Вопрос не требовал ответа, потому что это был монолог, произносившийся тем невыразительным, механическим голосом, каким обычно говорят, чтобы скрыть эмоции.
– И тут – бах! – Горбунков позволил себе всплеснуть руками. – Все эти миллионы тонн, все эти миллиарды кубометров снега обрушиваются со скалы. Ты слышишь взрыв, подхваченный эхом, и видишь, как над тобой раздувается гигантский белый пузырь.
Это как взрыв колоссальной бомбы, Дима. Такой же разрушительной и мощной, как атомная, только радиации нет и радиус действия меньше. Лавина уничтожает и погребает все на своем пути: опоры, дороги, поселки. А впереди идет взрывная волна, способная обрушивать здания и опрокидывать вековые ели.
– Вы с Алексом… – начал Быков, но Горбунков раздраженно отмахнулся и продолжал:
– Когда лавина останавливается, воздушная волна еще долго катится дальше. Ты стоишь, смотришь, а тебя вдруг подхватывает, как песчинку и забрасывает в сугроб, откуда не так-то просто выбраться. Но ты выбираешься, потому что нужно спешить наверх. Ты своими глазами видел, как лавина накрыла ваш лагерь. В принципе, можно уже никуда не торопиться, но ты все равно бежишь, идешь, ползешь. Надежда на чудо. А вдруг?

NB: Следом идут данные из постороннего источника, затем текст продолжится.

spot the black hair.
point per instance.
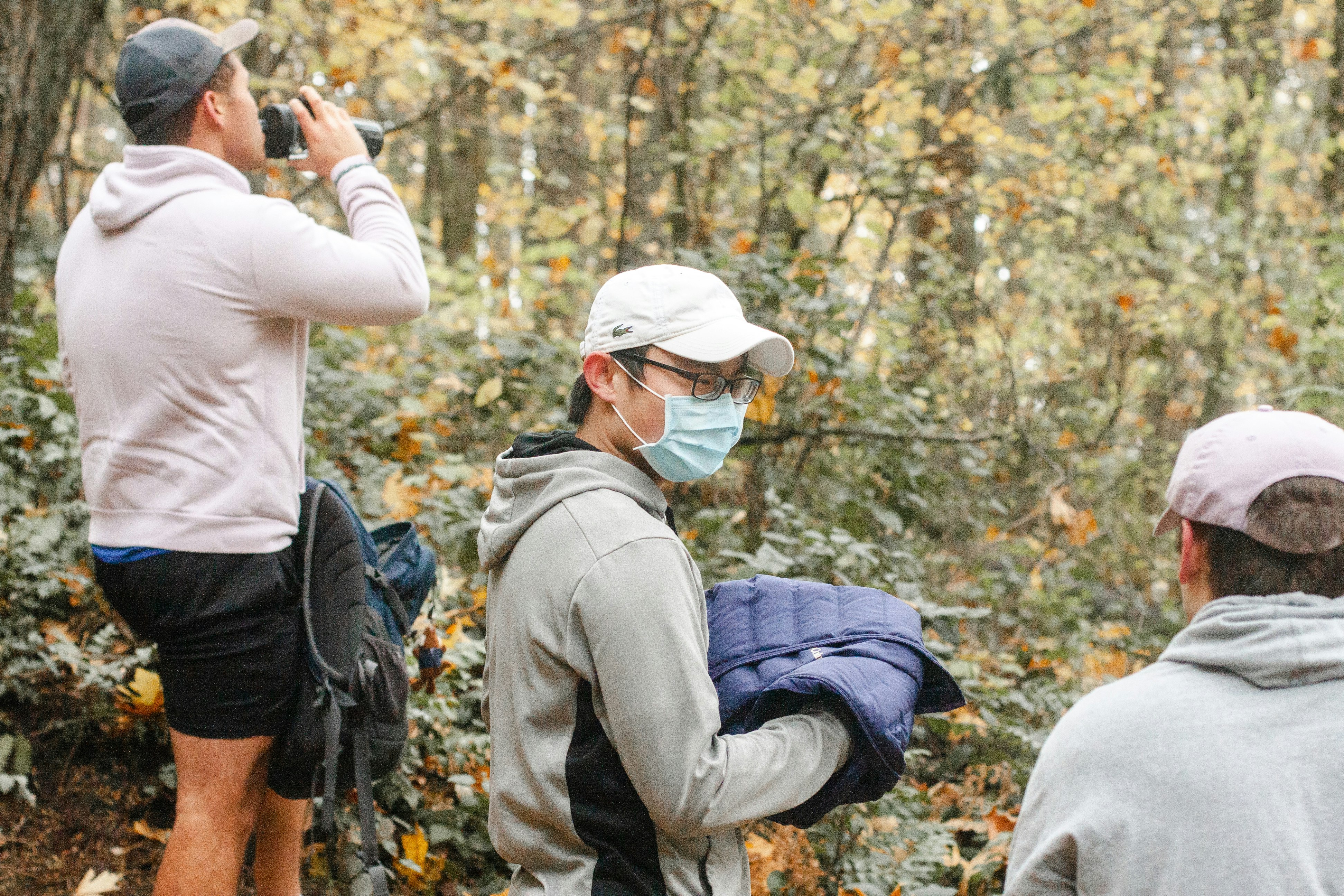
(581, 397)
(1299, 508)
(177, 128)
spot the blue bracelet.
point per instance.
(358, 165)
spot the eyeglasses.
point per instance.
(708, 388)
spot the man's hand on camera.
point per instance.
(330, 133)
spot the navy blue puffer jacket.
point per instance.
(779, 644)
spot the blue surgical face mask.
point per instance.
(697, 436)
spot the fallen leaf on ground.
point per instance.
(144, 696)
(152, 833)
(104, 882)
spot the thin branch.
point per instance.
(788, 435)
(629, 119)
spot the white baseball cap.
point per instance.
(1225, 465)
(683, 311)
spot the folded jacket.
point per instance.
(779, 644)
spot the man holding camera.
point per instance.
(183, 307)
(1215, 770)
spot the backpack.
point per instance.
(361, 590)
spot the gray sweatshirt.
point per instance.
(1217, 770)
(607, 770)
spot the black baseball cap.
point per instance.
(165, 65)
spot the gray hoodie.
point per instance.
(1217, 770)
(607, 770)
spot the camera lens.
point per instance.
(286, 139)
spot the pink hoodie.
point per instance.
(183, 306)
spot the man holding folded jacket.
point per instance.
(609, 774)
(183, 307)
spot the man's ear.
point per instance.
(210, 111)
(601, 373)
(1194, 555)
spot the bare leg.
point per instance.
(280, 843)
(220, 792)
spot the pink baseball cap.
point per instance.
(1225, 465)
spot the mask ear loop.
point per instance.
(643, 442)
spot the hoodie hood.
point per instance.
(1276, 641)
(150, 177)
(528, 487)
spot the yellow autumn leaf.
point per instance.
(420, 870)
(1113, 631)
(402, 500)
(1082, 527)
(490, 390)
(144, 696)
(1105, 663)
(104, 882)
(1061, 512)
(763, 406)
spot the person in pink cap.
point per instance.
(1217, 769)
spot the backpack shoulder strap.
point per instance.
(367, 823)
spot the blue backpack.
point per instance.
(361, 591)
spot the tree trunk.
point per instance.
(42, 46)
(464, 172)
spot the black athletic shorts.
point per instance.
(228, 631)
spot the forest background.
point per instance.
(1022, 248)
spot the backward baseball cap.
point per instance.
(165, 65)
(1225, 465)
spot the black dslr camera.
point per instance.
(286, 139)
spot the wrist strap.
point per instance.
(358, 165)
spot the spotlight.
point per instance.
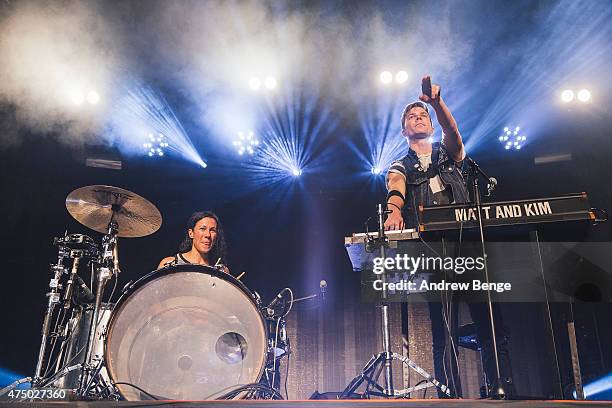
(93, 97)
(255, 83)
(156, 145)
(401, 77)
(567, 95)
(246, 143)
(584, 95)
(386, 77)
(270, 83)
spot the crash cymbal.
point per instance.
(93, 206)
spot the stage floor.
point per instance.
(432, 403)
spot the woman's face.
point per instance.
(204, 235)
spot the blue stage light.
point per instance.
(512, 138)
(246, 143)
(142, 118)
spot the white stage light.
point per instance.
(567, 95)
(401, 77)
(78, 98)
(584, 95)
(386, 77)
(255, 83)
(270, 83)
(93, 97)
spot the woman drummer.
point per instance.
(204, 243)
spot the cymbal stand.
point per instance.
(108, 266)
(382, 361)
(475, 171)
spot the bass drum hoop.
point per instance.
(129, 290)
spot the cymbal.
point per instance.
(93, 206)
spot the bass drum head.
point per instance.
(188, 333)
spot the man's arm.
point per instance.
(450, 132)
(395, 182)
(164, 262)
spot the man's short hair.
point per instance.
(414, 105)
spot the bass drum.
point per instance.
(185, 332)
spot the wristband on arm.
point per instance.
(395, 193)
(396, 206)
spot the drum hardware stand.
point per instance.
(498, 392)
(109, 266)
(382, 361)
(54, 299)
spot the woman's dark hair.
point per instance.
(218, 249)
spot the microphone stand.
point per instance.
(475, 171)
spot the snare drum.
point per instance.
(185, 332)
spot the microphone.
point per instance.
(323, 288)
(87, 293)
(491, 185)
(275, 300)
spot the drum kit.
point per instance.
(183, 332)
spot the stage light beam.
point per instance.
(386, 77)
(401, 77)
(255, 83)
(270, 83)
(93, 97)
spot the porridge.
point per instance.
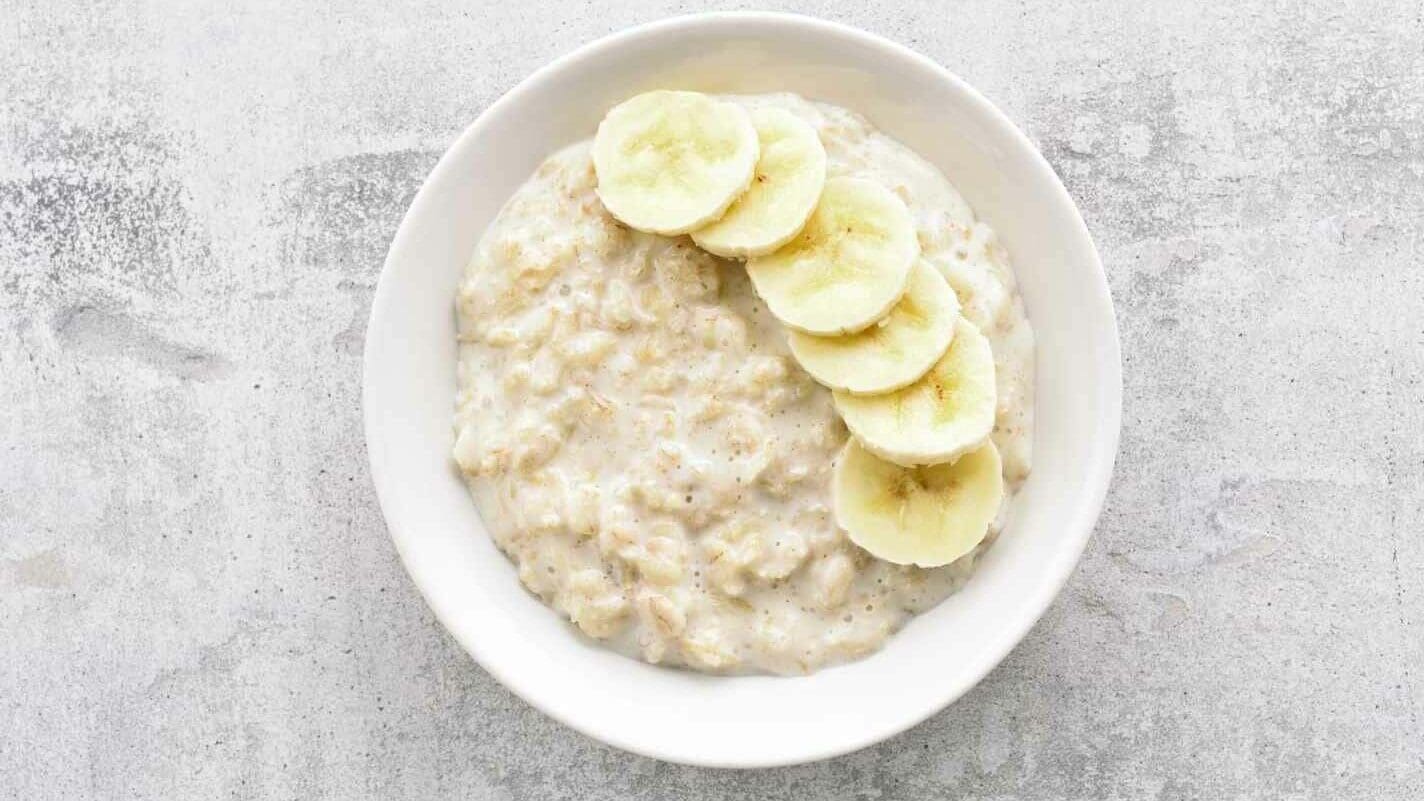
(641, 441)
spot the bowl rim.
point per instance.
(1100, 461)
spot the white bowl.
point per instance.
(682, 716)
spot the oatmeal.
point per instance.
(642, 445)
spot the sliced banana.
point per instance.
(672, 161)
(893, 352)
(926, 516)
(949, 412)
(849, 264)
(789, 177)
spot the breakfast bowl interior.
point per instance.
(755, 720)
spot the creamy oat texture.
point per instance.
(641, 443)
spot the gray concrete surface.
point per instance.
(197, 593)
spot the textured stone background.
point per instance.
(197, 593)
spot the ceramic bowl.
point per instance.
(759, 720)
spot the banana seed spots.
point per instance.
(944, 391)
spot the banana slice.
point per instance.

– Только чуда не произошло, – закончил Горбунков мрачно. – Остановившись, лавина словно цементируется. Тот, кто выжил и остался под снегом, не может даже шевельнуться. От дыхания стенки вокруг головы как бы оплавляются, а лицо покрывается воздухонепроницаемой ледяной коркой. Такие лица были у Сашкиной Нилочки, у моей Галки, у всех наших. Словно стеклянные. А когда лед таял, казалось, что они…
Горбунков помолчал, судорожно глотая. Потом бесстрастно произнес:
– В тот день мы с Сашкой покинули лагерь, чтобы разжиться спиртным у соседей. У его невесты был день рождения, вот мы и решили отметить. После той трагедии мы дали зарок больше никогда не пить в экспедициях. А я сегодня сорвался. Черт знает, что на меня нашло.
Горбунков скривился, посопел и спросил:
– Думаешь, я не прыгнул потому, что испугался?
– Думаю, нет, – осторожно произнес Быков.
– Я не захотел подводить Сашку, – проворчал Горбунков. – Он мой друг. И, кроме того, он прав. Хотя выпить чертовски хочется.
Не дожидаясь ответа, он скрестил руки на груди, уронил голову на плечо и сделал вид, что заснул.